What is the meaning of the kaleidoscope metaphor that emerges in your book?

A kaleidoscope has a fixed number of colored stones that create a pattern. But if you    turn it even the tiniest bit, the stones rearrange themselves into another pattern. This is a metaphor I use in various places to illustrate the possibility of seeing the same situation or issue from another perspective that actually changes your reality. For example, toward the end of her life, because of health reasons, Edna needed to leave the spiritual community where she had lived for almost forty years, and move to a nursing home. I was horrified. But after awhile it turned out that with the 24 hour 7 care she got, she actually could live more independently than she had in her previous life.  She arranged her own activities, took cabs to the local town for its greenmarket and went to concerts by herself. The kaleidoscope turned and I saw it all another way.

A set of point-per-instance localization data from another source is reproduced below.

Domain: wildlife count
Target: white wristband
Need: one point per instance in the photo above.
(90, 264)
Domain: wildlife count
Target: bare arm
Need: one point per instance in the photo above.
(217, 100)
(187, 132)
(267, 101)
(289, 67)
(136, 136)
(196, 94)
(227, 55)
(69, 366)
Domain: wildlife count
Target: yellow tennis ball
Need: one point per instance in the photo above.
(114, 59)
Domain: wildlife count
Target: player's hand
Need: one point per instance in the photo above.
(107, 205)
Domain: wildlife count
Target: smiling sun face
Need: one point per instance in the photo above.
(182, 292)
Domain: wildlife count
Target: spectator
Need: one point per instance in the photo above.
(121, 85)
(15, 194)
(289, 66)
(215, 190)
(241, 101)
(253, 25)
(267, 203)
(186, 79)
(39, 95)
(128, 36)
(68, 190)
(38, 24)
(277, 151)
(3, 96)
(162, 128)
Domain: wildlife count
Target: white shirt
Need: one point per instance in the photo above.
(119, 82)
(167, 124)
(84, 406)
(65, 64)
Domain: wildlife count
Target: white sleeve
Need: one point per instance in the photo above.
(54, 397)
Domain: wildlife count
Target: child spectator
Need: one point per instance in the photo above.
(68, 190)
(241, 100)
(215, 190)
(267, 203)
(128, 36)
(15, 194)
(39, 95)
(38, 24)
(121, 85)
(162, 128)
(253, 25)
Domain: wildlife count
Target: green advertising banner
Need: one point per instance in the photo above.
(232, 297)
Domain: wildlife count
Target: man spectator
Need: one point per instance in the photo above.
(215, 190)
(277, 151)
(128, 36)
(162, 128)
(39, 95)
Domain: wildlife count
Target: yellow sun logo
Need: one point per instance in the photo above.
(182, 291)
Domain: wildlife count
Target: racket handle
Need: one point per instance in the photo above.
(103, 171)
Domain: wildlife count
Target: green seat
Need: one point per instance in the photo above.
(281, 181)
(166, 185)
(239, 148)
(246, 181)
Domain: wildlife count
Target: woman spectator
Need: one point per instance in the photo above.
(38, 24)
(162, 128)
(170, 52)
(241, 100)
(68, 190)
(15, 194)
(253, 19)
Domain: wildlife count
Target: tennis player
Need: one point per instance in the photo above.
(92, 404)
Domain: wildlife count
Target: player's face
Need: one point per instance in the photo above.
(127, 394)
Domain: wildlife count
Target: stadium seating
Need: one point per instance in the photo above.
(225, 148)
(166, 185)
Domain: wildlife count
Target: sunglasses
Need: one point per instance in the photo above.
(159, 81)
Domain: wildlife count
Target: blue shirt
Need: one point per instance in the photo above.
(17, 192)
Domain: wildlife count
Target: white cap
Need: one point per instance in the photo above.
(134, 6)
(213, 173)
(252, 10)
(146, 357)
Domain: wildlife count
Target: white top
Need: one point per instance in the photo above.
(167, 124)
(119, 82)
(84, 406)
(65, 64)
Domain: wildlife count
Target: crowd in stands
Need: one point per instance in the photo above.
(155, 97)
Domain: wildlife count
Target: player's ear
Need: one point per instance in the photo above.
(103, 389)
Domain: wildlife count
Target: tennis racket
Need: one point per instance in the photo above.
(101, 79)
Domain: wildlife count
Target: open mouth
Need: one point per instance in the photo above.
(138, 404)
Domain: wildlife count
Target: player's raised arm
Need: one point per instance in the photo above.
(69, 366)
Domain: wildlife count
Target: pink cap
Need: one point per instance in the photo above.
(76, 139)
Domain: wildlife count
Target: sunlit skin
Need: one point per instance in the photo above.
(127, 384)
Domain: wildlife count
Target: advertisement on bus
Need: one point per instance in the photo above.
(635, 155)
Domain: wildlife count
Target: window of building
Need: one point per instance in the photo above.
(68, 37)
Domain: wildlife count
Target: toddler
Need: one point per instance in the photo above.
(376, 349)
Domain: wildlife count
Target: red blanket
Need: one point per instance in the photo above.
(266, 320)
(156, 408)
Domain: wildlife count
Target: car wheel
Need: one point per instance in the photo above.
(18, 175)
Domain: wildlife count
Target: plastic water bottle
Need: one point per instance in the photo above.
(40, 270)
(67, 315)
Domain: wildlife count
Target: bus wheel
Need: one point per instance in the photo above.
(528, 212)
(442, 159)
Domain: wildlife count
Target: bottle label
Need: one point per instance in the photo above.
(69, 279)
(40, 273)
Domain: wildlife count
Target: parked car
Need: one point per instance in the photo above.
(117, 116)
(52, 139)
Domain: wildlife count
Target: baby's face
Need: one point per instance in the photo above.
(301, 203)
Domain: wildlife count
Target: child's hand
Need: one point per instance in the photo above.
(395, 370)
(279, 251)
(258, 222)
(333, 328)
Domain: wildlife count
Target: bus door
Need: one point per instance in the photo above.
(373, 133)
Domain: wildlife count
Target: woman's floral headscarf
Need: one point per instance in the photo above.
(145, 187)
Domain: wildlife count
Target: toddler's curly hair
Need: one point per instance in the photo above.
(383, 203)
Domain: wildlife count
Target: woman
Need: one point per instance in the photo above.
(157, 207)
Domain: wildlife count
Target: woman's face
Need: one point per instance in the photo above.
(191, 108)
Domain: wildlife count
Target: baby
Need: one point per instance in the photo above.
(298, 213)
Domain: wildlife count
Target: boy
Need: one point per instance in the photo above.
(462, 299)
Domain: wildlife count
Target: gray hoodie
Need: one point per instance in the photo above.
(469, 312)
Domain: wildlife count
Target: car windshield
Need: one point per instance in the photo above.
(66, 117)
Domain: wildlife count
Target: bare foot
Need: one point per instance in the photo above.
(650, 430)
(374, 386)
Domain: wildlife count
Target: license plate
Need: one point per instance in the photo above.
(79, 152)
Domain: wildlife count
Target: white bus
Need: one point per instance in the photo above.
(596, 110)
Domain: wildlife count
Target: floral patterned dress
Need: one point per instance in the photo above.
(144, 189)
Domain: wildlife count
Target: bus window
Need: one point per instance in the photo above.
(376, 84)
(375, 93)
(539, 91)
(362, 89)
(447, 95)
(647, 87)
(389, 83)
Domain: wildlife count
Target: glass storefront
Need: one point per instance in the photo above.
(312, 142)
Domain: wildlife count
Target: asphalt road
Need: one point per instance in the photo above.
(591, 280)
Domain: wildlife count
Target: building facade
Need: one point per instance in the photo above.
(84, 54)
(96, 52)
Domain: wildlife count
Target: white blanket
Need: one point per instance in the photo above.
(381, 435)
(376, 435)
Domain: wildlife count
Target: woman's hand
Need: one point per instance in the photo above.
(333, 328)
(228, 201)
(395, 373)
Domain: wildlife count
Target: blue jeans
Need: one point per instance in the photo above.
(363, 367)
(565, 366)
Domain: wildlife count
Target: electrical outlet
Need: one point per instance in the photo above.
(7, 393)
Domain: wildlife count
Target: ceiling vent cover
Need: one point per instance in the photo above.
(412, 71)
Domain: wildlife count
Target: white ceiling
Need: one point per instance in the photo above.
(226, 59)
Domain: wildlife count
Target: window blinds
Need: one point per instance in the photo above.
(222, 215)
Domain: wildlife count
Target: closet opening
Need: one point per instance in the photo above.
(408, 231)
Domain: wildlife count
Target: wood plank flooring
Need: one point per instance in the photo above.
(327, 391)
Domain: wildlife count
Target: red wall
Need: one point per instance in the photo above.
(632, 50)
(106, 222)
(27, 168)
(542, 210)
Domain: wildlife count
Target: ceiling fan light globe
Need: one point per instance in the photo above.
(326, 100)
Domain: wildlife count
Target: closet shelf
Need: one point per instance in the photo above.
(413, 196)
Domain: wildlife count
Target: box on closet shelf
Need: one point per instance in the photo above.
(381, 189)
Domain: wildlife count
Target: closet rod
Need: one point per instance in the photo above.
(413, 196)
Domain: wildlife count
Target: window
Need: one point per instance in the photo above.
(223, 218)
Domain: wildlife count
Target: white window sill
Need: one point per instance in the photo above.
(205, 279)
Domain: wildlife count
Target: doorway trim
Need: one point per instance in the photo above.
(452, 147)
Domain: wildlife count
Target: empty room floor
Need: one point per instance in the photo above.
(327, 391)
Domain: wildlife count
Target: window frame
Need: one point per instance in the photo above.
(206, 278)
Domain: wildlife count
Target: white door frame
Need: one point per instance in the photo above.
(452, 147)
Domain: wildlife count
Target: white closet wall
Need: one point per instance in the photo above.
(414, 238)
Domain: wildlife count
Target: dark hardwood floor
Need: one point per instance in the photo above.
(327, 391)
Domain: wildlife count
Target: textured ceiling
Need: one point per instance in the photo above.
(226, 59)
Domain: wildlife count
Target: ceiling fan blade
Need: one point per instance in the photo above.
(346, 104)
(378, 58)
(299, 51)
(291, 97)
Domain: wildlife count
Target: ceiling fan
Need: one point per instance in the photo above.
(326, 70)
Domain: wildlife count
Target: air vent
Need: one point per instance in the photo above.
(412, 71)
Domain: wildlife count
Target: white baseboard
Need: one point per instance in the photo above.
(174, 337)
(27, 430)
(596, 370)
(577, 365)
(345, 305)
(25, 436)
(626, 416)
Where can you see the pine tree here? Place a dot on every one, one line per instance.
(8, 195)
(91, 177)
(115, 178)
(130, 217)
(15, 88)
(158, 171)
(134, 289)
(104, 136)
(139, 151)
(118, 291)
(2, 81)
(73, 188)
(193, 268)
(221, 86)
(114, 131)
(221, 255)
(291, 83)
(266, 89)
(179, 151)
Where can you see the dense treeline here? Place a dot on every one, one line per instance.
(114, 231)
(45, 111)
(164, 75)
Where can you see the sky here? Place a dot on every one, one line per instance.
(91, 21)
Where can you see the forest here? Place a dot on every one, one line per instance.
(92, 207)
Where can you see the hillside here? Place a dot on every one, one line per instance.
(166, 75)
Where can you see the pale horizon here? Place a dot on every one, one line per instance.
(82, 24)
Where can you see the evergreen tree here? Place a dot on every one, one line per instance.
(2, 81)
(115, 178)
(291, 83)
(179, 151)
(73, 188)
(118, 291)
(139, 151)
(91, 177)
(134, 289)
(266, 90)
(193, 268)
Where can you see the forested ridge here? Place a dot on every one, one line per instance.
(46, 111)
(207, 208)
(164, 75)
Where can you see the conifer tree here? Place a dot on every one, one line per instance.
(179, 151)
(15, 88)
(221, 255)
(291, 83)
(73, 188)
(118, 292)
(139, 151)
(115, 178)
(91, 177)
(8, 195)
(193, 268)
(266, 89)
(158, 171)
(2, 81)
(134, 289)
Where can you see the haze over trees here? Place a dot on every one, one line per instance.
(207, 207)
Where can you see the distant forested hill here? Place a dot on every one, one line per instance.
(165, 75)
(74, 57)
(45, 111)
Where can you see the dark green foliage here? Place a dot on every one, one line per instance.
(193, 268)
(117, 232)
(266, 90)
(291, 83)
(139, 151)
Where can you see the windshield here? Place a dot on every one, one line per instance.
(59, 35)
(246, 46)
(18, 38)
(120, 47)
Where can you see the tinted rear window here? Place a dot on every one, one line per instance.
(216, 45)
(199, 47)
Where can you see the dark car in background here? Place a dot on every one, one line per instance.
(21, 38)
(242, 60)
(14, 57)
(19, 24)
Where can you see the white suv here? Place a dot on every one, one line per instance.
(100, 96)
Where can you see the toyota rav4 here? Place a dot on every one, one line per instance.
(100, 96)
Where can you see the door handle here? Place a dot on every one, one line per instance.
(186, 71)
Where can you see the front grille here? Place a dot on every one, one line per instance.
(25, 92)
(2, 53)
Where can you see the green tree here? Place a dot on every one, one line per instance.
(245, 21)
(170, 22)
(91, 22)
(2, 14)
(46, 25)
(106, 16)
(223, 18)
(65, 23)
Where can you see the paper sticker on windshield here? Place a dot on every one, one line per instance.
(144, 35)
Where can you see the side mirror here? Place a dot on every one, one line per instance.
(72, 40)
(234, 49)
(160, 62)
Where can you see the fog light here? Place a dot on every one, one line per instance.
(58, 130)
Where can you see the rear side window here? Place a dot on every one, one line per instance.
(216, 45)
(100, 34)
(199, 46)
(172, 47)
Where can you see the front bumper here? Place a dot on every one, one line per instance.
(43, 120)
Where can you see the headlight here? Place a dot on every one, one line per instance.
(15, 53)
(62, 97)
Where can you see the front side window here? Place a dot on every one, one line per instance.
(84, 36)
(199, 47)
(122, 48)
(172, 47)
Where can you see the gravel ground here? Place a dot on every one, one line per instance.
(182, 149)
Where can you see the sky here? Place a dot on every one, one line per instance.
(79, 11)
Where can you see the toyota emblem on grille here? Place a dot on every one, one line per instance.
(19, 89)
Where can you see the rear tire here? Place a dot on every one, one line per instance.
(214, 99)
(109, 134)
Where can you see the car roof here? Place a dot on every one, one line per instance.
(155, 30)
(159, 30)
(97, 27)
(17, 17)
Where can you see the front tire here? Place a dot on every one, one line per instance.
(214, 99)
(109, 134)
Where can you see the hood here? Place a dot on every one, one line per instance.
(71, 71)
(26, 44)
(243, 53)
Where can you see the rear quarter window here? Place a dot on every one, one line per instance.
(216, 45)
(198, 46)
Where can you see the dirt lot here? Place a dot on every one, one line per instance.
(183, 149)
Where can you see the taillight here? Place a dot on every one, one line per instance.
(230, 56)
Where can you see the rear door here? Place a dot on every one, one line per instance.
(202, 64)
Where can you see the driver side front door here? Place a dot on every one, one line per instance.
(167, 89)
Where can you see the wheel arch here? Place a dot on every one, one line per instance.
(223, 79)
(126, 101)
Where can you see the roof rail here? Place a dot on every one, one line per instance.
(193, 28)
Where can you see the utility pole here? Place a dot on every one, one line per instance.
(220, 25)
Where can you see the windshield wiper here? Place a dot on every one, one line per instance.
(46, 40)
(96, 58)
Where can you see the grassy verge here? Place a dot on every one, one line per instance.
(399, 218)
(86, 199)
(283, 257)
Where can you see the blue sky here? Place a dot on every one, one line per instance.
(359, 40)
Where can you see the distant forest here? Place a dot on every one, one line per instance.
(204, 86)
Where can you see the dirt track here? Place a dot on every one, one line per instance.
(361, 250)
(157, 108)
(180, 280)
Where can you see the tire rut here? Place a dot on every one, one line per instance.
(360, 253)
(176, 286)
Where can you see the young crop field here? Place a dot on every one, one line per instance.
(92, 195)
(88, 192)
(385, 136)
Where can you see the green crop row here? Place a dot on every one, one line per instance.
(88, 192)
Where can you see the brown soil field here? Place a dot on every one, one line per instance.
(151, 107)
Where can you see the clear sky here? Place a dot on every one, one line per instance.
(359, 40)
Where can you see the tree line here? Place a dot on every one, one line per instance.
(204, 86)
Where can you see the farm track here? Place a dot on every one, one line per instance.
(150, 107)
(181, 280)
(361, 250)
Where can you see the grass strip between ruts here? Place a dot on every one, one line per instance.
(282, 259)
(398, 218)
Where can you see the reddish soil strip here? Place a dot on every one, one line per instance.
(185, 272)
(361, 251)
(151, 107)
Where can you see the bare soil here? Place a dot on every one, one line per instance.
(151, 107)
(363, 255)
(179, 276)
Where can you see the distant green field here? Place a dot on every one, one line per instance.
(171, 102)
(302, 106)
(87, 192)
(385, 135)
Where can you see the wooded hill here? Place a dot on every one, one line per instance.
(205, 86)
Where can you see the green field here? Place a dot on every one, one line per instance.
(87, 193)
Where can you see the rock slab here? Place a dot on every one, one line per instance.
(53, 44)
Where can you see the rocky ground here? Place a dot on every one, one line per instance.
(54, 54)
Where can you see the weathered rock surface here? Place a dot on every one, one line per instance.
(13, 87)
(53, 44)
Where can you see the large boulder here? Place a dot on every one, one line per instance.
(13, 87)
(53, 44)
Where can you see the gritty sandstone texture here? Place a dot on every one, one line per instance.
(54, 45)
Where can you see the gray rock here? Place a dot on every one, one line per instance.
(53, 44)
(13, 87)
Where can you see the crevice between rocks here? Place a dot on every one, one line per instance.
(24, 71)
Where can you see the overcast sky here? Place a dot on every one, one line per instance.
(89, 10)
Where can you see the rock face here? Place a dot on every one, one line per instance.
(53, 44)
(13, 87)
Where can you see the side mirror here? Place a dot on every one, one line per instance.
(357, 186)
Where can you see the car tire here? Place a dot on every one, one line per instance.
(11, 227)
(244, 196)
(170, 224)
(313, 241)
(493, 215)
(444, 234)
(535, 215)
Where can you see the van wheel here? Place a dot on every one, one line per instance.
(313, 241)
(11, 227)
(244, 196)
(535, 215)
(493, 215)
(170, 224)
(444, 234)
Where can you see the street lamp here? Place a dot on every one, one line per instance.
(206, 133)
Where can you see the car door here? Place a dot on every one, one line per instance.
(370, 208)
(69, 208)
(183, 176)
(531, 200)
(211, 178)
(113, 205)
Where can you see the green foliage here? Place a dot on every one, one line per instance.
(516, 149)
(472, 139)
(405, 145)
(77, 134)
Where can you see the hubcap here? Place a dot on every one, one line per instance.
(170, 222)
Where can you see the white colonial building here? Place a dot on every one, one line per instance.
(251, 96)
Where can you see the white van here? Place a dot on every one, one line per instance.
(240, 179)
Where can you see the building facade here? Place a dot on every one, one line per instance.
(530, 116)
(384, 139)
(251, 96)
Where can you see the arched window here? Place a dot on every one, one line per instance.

When your sister died you say it was a transformative experience for you, and led you to write the memoir. Can you say more about this?

After Edna died I really missed her, and although I had always known she was important to me, I didn’t quite realize how significant she really was. Writing the book was my journey of finding out. As I wrote I kept discovering more about how she helped me, just by being who she was.  Also, like many challenged people, her life and accomplishments are not as visible as those of so-called normal people. Even friends and colleagues of mine didn’t know much about her.  I wanted to honor her and make her life and its impact on me palpable and visible.